Alla luce dei diversi fattori che influenzano il prezzo di mercato dei cereali, sarebbe troppo semplicistico pensare di risolvere con la sola programmazione produttiva questi differenziali di prezzo, anche con le migliori volontà.

«Per i nostri areali la programmazione produttiva rimane per noi una delle principali strade da percorrere in funzione delle richieste dell’industria di trasformazione nazionale, disponibile a riconoscere il valore delle nostre produzioni – sottolinea Augusto Verlicchi - Direttore Cerealproteici Terremerse -. Valore che sempre più spesso non è solo legato agli aspetti delle caratteristiche intrinseche qualitative, ma a una disponibilità di offerta legata ai cicli di lavorazione dell’industria, all'adozione di specifici disciplinari di coltivazione, stoccaggio e conservazioni che certificano un modo di produrre condiviso e riconosciuto da entrambe le parti».

Dalla produzione integrata alla produzione biologica, ai disciplinari di prodotto sino ad approdare alla produzione sostenibile, Terremerse si è sempre impegnata direttamente su questi sistemi, trasferendo tecniche e competenze ai propri soci produttori, consentendo di fatto di ricavarne tutto il beneficio che il mercato ha riconosciuto e riconosce.

Per la produzione sostenibile Terremerse si sta impegnando avendo già ottenuto certificazioni di sostenibilità per le produzioni di oleaginose e verificando le possibilità di ulteriori certificazione per quelle cerealicole.

Nei fatti, oltre a una certificazione di sostenibilità ambientale ed economica per le produzioni cerealicole, già da diversi anni Terremerse propone, attraverso il proprio settore Ricerca&Sviluppo e divulgati attraverso la propria Rete Tecnica, percorsi tecnici agronomici compatibili con un utilizzo delle risorse ambientali in un’ottica di razionalizzazione dei costi colturali. Questa nostra esperienza è stata valorizzata dalla partecipazione al progetto della Barilla per la coltivazione del grano duro in modo sostenibile.

La produzione 2014 di cereali autunno vernini, è stata caratterizzata dalle difficili condizioni climatiche che per tutta la fase vegetativa e di raccolta ha accompagnato i cereali a paglia, compromettendone in molti casi e in molte aree del nostro paese la produzione sia in termini quantitativi sia qualitativi.
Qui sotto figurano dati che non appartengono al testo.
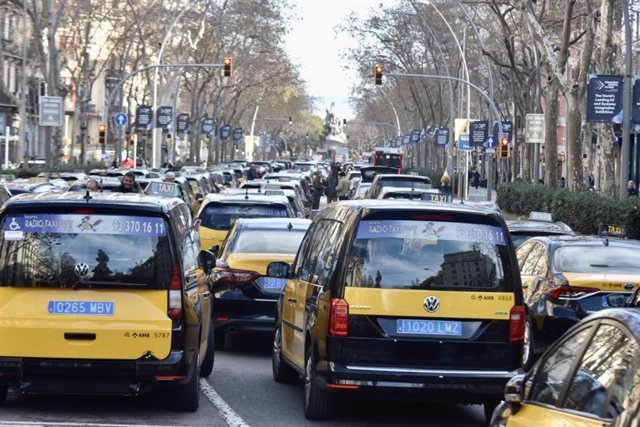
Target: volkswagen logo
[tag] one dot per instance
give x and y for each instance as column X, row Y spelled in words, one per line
column 431, row 304
column 81, row 270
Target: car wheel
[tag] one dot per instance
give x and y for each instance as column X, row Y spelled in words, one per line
column 528, row 352
column 318, row 403
column 207, row 362
column 220, row 339
column 282, row 372
column 186, row 397
column 489, row 407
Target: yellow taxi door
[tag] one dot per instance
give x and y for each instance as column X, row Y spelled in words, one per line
column 536, row 416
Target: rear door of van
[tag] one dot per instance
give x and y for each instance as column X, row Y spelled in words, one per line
column 85, row 284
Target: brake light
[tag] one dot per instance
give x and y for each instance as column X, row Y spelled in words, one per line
column 516, row 324
column 339, row 317
column 566, row 293
column 175, row 294
column 229, row 275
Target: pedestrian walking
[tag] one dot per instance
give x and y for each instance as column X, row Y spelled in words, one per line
column 445, row 183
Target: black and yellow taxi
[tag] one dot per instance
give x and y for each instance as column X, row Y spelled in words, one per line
column 103, row 294
column 220, row 210
column 566, row 278
column 244, row 297
column 589, row 378
column 402, row 299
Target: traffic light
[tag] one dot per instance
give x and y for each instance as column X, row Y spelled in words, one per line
column 227, row 67
column 504, row 148
column 102, row 133
column 378, row 72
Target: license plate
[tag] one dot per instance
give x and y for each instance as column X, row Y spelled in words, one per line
column 93, row 308
column 273, row 283
column 429, row 327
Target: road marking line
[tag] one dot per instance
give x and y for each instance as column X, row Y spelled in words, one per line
column 228, row 415
column 67, row 424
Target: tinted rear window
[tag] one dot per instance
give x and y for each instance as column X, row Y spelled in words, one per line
column 597, row 259
column 429, row 254
column 84, row 251
column 220, row 216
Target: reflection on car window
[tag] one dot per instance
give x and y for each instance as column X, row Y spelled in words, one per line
column 427, row 255
column 553, row 372
column 607, row 369
column 597, row 259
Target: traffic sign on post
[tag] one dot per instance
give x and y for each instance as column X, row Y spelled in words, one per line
column 51, row 111
column 120, row 119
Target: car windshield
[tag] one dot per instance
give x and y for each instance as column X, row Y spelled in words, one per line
column 597, row 259
column 75, row 250
column 268, row 241
column 403, row 254
column 220, row 216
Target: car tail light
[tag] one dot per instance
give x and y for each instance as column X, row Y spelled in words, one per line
column 229, row 275
column 567, row 293
column 175, row 294
column 517, row 321
column 339, row 317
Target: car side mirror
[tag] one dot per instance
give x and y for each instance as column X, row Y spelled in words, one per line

Queste condizioni atmosferiche hanno danneggiato anche le produzioni negli altri Paesi europei che in questi giorni hanno terminato le operazioni di raccolta.

A fronte di volumi di grano tenero prodotti nell'UE significativi, in netto aumento rispetto alla produzione del 2013, le piogge hanno deteriorato la qualità e solo il 60% della produzione è ritenuta panificabile. Questo potrebbe determinare un allargamento della forbice tra il prezzo del prodotto di qualità rispetto a quello con caratteristiche non adeguate alla panificazione.

«Per quanto ci riguarda, sul versante delle rese produttive, l’annata è difficile da soppesare per l’altissima variabilità delle rese che ci sono state da zona a zona e da azienda ad azienda – afferma Verlicchi -. In generale, comunque, sono state inferiori a quelle dello scorso anno. In un’annata così contraddistinta dall’andamento stagionale problematico dove l’imprevedibilità dei fattori climatici è stata determinante per i risultati quanti-qualitativi, l’esigenza di adottare tecniche colturali e produttive in grado di attenuarne gli effetti sono l’unica risposta che il produttore ha a disposizione per la salvaguardia del proprio reddito».